Nonetheless, when it comes to joint bank accounts, there is a presumption that the account is held as tenants by the entirety. Benninghoff v. Potter, No. 3:10-cv-1113-J-32MCR, 2011 WL 3348079, at *1 (M.D. Fla. Aug. 3, 2011) (granting motion to dissolve writ of garnishment as to accounts held as tenants by the entirety by husband and wife joint account owners). And “[u]nder Florida law, a creditor of a single spouse may not execute a judgment on a joint bank account held as tenants by the entirety.” In re Canovas, No. 05-44854-BKC-LMI, 2009 WL 2386062, at *1 (Bkrtcy. S.D. Fla. July 31, 2009) (citing Sunshine Resources, Inc. v. Simpson, 763 So.2d 1078, 1081-82 (Fla. 4th DCA 1999) and Balding v. Fleisher, 279 So.2d 883, 884 (Fla. 3d DCA 1973)). In such circumstances, the burden shifts to the creditor to prove by a preponderance of the evidence that a tenancy by the entirety was not created. Id. (citing Beal Bank, SSB v. Almand and Assoc., 780 So..2d 45, 58-59 (Fla. 2001)). The presumption arises for bank accounts titled in the name of both spouses “if the signature card of the account does not expressly disclaim the tenancy by the entireties form of ownership” and so long “as the account is established by husband and wife in accordance with the unities of possession, interest, title, and time and with right of survivorship.” Beal Bank, 780 So.2d at 58.
CONCLUSION
Despite the Court directing it to do so (Doc. 27), Plaintiff has not supplemented its motion to offer evidence rebutting the presumption that the accounts at issue are held by Susan and Kevin Sipe as tenants by the entirety and that, as such, the accounts are not subject to garnishment. Therefore, the undersigned RECOMMENDS:
(1) Plaintiff's Motion for Final Judgment in Garnishment (Doc. 21) be DENIED.
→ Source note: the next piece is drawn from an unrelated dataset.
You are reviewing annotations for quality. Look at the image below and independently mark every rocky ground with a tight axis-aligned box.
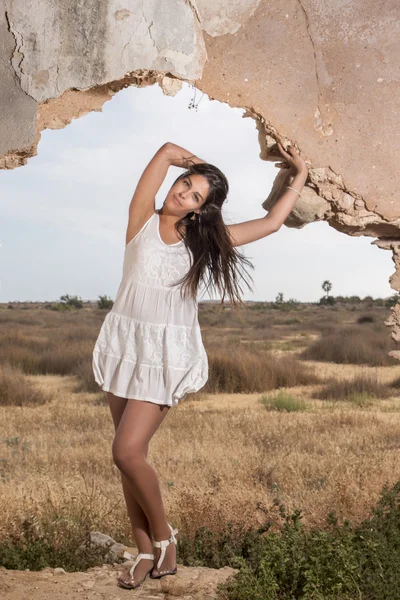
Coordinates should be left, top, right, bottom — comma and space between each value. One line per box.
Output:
0, 562, 237, 600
IT IS SO REPORTED in Tampa, Florida on March 30, 2022.
NOTICE TO PARTIES
Within fourteen days after being served with a copy of this Report and Recommendation, any party may serve and file written objections to the proposed findings and recommendations or request an extension of time to do so. 28 U.S.C. § 636(b)(1); 11th Cir. R. 3-1. Failure of any party to timely object under § 636(b)(1) waives that party's right to challenge on appeal the district court's order based on the unobjected-to factual and legal conclusions in this Report and Recommendation. 11th Cir. R. 3-1.